When to use absolute vs relative values?

I get the Responsive Web Design concept in general, but is there a rule or list of properties showing which properties generally should get relative sizes?

For instance, so far during this course Nick has often used absolute measurements for such things as borders, margins, and padding, while sometimes also (elsewhere in the same document) using relative measurements for font-size, padding, margins, etc. As a beginner, so far this seems a bit arbitrary.

So, are there rules or lists which can unambiguously state which properties benefit from relative measurements most of the time? Or maybe which elements generally don't benefit from relative measurements and should be used with absolute measurements?

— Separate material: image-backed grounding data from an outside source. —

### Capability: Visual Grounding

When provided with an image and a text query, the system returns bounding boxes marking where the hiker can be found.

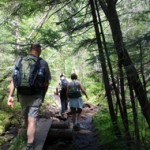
[67,73,88,130]
[7,43,51,150]
[56,73,69,116]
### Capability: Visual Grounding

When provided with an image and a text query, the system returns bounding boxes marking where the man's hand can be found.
[8,80,15,108]
[7,96,15,108]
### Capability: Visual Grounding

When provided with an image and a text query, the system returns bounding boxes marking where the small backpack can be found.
[68,81,81,98]
[60,78,68,91]
[13,55,45,95]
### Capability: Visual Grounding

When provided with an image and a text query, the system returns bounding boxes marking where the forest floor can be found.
[1,94,101,150]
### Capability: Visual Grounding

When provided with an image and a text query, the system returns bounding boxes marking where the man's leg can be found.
[64,98,68,112]
[60,92,68,114]
[19,94,41,149]
[27,106,39,146]
[60,96,66,114]
[60,100,65,114]
[27,117,37,144]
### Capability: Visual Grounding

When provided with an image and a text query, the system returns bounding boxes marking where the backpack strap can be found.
[29,56,42,86]
[14,57,22,69]
[15,57,22,101]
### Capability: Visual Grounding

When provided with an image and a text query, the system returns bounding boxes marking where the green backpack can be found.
[68,81,81,98]
[13,55,45,95]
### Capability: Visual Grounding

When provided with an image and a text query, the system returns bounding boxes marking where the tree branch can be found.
[47,0,73,21]
[98,0,108,16]
[56,3,89,25]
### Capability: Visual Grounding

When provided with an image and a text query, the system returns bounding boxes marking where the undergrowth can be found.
[9,135,25,150]
[93,105,150,150]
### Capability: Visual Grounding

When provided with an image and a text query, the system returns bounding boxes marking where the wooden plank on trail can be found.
[34,118,52,150]
[48,128,73,140]
[22,118,52,150]
[51,121,70,129]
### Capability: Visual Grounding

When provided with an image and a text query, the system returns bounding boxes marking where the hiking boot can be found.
[26,144,34,150]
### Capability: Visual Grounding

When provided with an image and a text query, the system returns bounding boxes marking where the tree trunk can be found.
[128,78,141,150]
[119,63,131,149]
[99,0,150,128]
[89,0,121,137]
[95,0,132,144]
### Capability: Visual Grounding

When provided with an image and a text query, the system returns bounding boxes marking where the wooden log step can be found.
[51,121,70,129]
[47,128,73,140]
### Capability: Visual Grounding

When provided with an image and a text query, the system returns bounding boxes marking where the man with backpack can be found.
[7,44,51,150]
[56,73,68,116]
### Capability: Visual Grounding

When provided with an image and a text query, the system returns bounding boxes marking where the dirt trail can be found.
[73,109,100,150]
[43,94,101,150]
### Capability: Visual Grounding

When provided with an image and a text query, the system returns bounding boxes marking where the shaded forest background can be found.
[0,0,150,149]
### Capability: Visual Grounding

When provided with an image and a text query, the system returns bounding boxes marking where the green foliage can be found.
[93,110,123,149]
[38,28,61,49]
[0,110,8,120]
[93,106,150,150]
[9,135,25,150]
[85,80,104,104]
[0,101,21,147]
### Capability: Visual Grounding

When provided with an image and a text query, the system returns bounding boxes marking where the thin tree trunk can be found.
[95,0,131,145]
[128,77,141,150]
[139,43,147,96]
[119,63,131,149]
[89,0,121,137]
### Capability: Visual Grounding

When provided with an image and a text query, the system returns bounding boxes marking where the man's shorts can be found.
[18,94,43,118]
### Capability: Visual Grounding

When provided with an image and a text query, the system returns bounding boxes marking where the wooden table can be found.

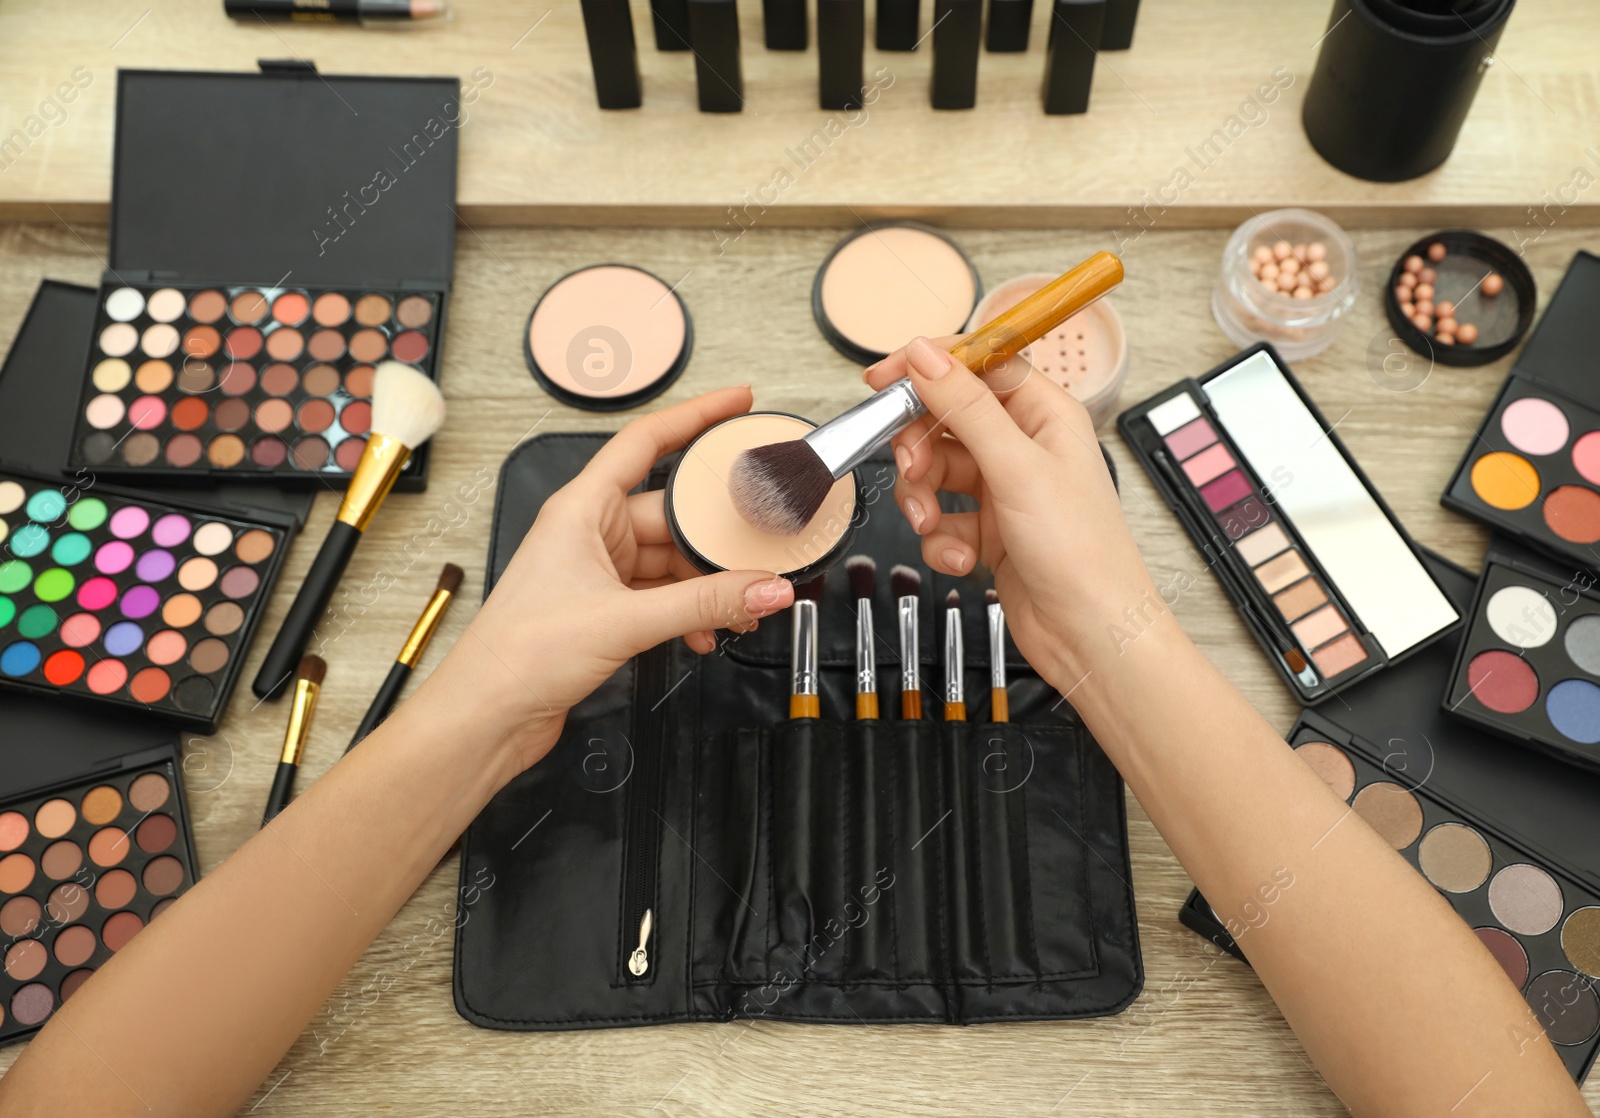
[2,216,1598,1114]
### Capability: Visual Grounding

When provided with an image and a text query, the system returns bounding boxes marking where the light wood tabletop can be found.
[1,213,1598,1114]
[1,0,1598,226]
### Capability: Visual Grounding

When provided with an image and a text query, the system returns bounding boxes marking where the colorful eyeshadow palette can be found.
[68,283,439,483]
[0,746,196,1048]
[1185,713,1600,1081]
[1118,344,1460,703]
[1445,551,1600,774]
[1444,252,1600,570]
[0,469,286,731]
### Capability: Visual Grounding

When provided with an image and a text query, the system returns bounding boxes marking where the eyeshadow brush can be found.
[262,655,325,826]
[790,574,826,718]
[846,555,878,719]
[986,588,1009,722]
[345,563,464,753]
[252,361,447,700]
[944,588,966,722]
[1151,448,1321,691]
[892,564,922,719]
[728,251,1123,536]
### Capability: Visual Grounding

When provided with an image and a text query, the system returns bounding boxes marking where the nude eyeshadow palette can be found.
[76,67,462,490]
[0,746,196,1047]
[1118,343,1460,704]
[1444,252,1600,571]
[0,468,288,731]
[70,283,439,479]
[1445,548,1600,774]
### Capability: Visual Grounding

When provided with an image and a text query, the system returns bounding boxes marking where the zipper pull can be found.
[628,908,653,976]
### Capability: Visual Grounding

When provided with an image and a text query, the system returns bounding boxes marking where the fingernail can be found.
[907,337,953,381]
[862,360,881,382]
[942,548,968,573]
[745,578,792,618]
[894,446,912,477]
[903,497,926,533]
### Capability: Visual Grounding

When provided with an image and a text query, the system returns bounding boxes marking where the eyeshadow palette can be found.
[1444,252,1600,570]
[0,746,196,1047]
[0,468,287,731]
[1118,344,1459,703]
[70,283,438,480]
[1445,550,1600,774]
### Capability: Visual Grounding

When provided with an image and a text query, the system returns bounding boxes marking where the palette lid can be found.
[0,693,178,802]
[1513,250,1600,399]
[110,65,459,290]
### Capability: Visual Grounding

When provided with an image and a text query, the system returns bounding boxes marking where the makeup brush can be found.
[892,564,922,719]
[729,251,1123,535]
[986,588,1009,722]
[261,655,325,827]
[790,574,826,718]
[252,362,447,700]
[344,563,464,753]
[944,588,966,722]
[846,555,878,720]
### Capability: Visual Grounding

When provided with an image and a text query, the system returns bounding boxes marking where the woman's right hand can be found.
[864,336,1163,689]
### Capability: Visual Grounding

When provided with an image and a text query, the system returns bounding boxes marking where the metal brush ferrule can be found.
[803,378,926,478]
[944,607,964,705]
[791,600,819,697]
[898,596,919,693]
[855,600,877,695]
[987,602,1007,690]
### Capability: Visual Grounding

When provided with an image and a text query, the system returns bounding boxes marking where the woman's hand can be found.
[865,336,1157,689]
[417,386,795,777]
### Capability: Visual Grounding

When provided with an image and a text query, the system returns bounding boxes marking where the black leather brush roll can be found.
[453,433,1142,1028]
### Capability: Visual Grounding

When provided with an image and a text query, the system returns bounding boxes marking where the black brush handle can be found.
[261,761,299,827]
[345,661,411,754]
[252,521,363,700]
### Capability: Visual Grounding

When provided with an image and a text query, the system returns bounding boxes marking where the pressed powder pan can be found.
[525,264,693,412]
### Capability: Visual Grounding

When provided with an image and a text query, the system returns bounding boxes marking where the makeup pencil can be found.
[345,563,464,753]
[846,555,878,719]
[986,0,1033,51]
[931,0,982,109]
[876,0,919,49]
[262,656,324,827]
[986,588,1009,721]
[223,0,449,23]
[579,0,644,109]
[764,0,807,48]
[688,0,744,113]
[1042,0,1104,115]
[944,589,966,722]
[790,575,826,718]
[892,565,922,718]
[252,362,446,700]
[818,0,865,110]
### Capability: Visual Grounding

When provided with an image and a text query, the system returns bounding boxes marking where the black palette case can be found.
[452,434,1142,1028]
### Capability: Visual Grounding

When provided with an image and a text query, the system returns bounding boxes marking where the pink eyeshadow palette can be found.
[1119,344,1459,704]
[0,748,195,1048]
[0,469,286,731]
[68,284,438,484]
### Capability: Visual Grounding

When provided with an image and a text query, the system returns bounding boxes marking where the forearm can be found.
[0,651,520,1118]
[1067,612,1584,1115]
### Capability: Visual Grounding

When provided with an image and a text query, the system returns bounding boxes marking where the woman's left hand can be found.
[416,386,794,776]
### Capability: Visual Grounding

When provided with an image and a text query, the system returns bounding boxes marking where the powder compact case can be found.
[1119,343,1460,703]
[65,65,460,490]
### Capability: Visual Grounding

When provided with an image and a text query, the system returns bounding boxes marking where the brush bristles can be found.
[985,589,999,608]
[437,563,465,595]
[891,564,921,601]
[845,555,876,602]
[297,654,327,686]
[946,589,961,610]
[372,361,447,450]
[729,440,834,536]
[795,573,827,603]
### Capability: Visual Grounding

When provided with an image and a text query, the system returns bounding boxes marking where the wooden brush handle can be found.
[947,251,1123,375]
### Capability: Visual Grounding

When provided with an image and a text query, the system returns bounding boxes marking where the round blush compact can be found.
[1383,231,1535,368]
[968,273,1128,428]
[812,223,981,364]
[526,264,693,411]
[665,412,861,583]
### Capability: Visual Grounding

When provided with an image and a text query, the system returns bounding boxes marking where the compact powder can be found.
[814,224,980,362]
[667,413,858,579]
[526,265,692,410]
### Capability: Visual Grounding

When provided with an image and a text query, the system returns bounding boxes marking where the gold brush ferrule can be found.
[279,679,321,766]
[336,432,412,532]
[398,588,453,668]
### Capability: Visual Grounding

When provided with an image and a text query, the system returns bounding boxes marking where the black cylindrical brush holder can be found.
[1301,0,1515,183]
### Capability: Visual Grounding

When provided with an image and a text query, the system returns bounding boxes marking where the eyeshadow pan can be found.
[1543,485,1600,544]
[104,287,144,322]
[1163,417,1217,460]
[261,363,299,397]
[355,293,393,325]
[99,323,137,358]
[1475,927,1530,988]
[1526,971,1600,1046]
[1417,823,1492,892]
[0,896,40,937]
[1236,523,1290,567]
[1351,781,1423,849]
[92,358,132,393]
[348,329,387,363]
[176,360,214,395]
[265,327,304,361]
[1294,604,1348,654]
[1563,908,1600,979]
[1572,431,1600,485]
[396,295,432,327]
[142,856,184,895]
[1182,443,1235,487]
[1310,632,1368,677]
[1485,584,1557,648]
[1199,471,1253,514]
[34,799,75,838]
[88,827,128,867]
[1546,679,1600,743]
[54,924,96,967]
[273,291,309,325]
[1500,396,1570,456]
[313,291,351,325]
[217,363,255,396]
[45,881,87,923]
[1254,550,1310,594]
[40,839,82,880]
[204,602,243,636]
[0,853,36,892]
[1565,615,1600,676]
[1470,452,1540,511]
[302,363,340,397]
[4,939,45,981]
[0,813,26,851]
[1274,578,1329,624]
[141,325,179,361]
[182,558,218,596]
[129,773,169,812]
[146,287,186,322]
[102,910,144,951]
[1293,741,1355,800]
[231,290,268,323]
[1489,864,1564,935]
[1466,650,1539,714]
[11,983,52,1026]
[1221,497,1270,543]
[95,868,135,910]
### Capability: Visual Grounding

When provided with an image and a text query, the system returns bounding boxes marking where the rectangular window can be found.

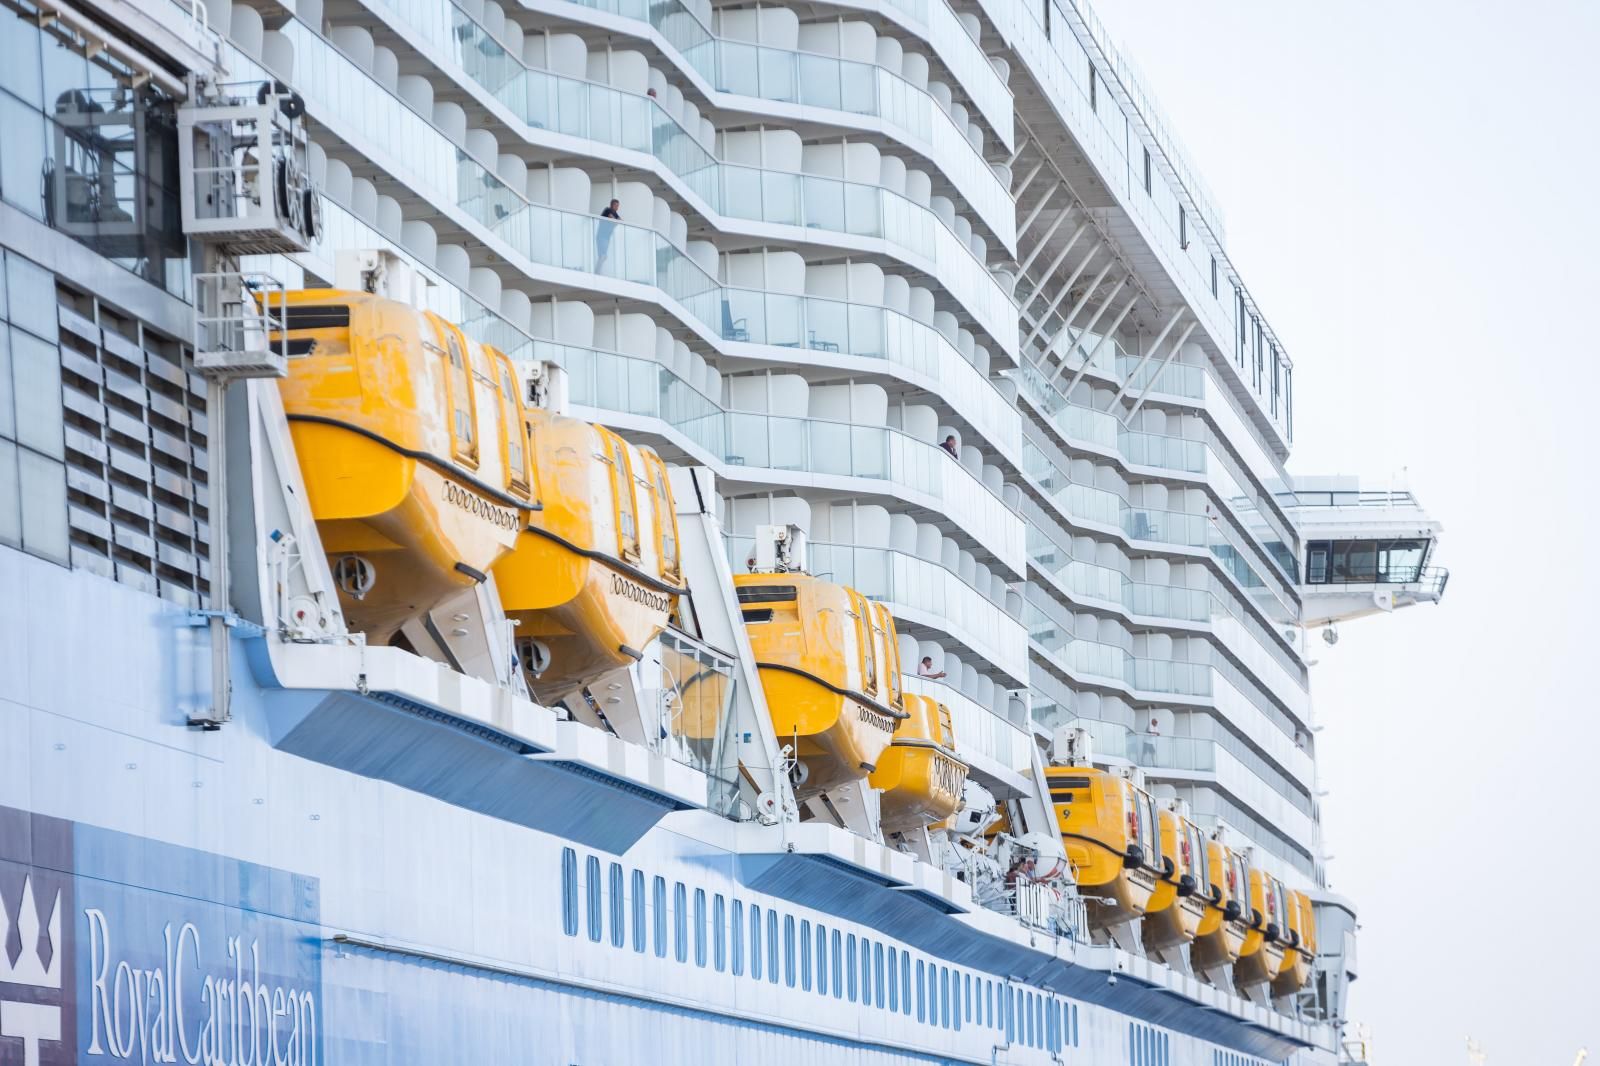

I think Nick does a great job as an instructor, but this aspect isn't yet clear to me.

3 Answers

Hey Keith, I'm still new to this sort of conversation myself but here are a few things to read through that might help you understand the concepts you mentioned above.

"If you specify position:relative, then you can use top or bottom, and left or right to move the element relative to where it would normally occur in the document. Position Absolute: When you specify position:absolute, the element is removed from the document and placed exactly where you tell it to go."


There are lots more resources like this out there so if you have time for a reading session just do a quick google search :) Hope this helps and good luck with your Treehouse project.

Thank you for the link Shani! Very informative. I am also beginning the CSS-Tricks course, so I think I'll be learning more details soon.

A partial answer that I found enlightening is in the link provided by Guil as a teacher note in the CSS course:


"The CSS pixel is a ‘reference’ pixel, not a device pixel. This is misleading and, personally, I prefer the notion of ‘user unit’ that SVG uses because I think it is easier to then explain the mapping to physical units and device pixels. But once one understands that a ‘px’ is actually a reference, not a device pixel, things make more sense. The thing to remember is that a CSS px is an abstract unit and there is a ratio controlling how it a) maps to actual device pixels and b) maps to physical units (in a fixed way, the ratio is always 96 CSS px to an inch)."

This partially explains why, for instance, there's no longer a need to give relative lengths to pixel measurements: the "pixel" has been re-defined in recent years (something I had not been aware of).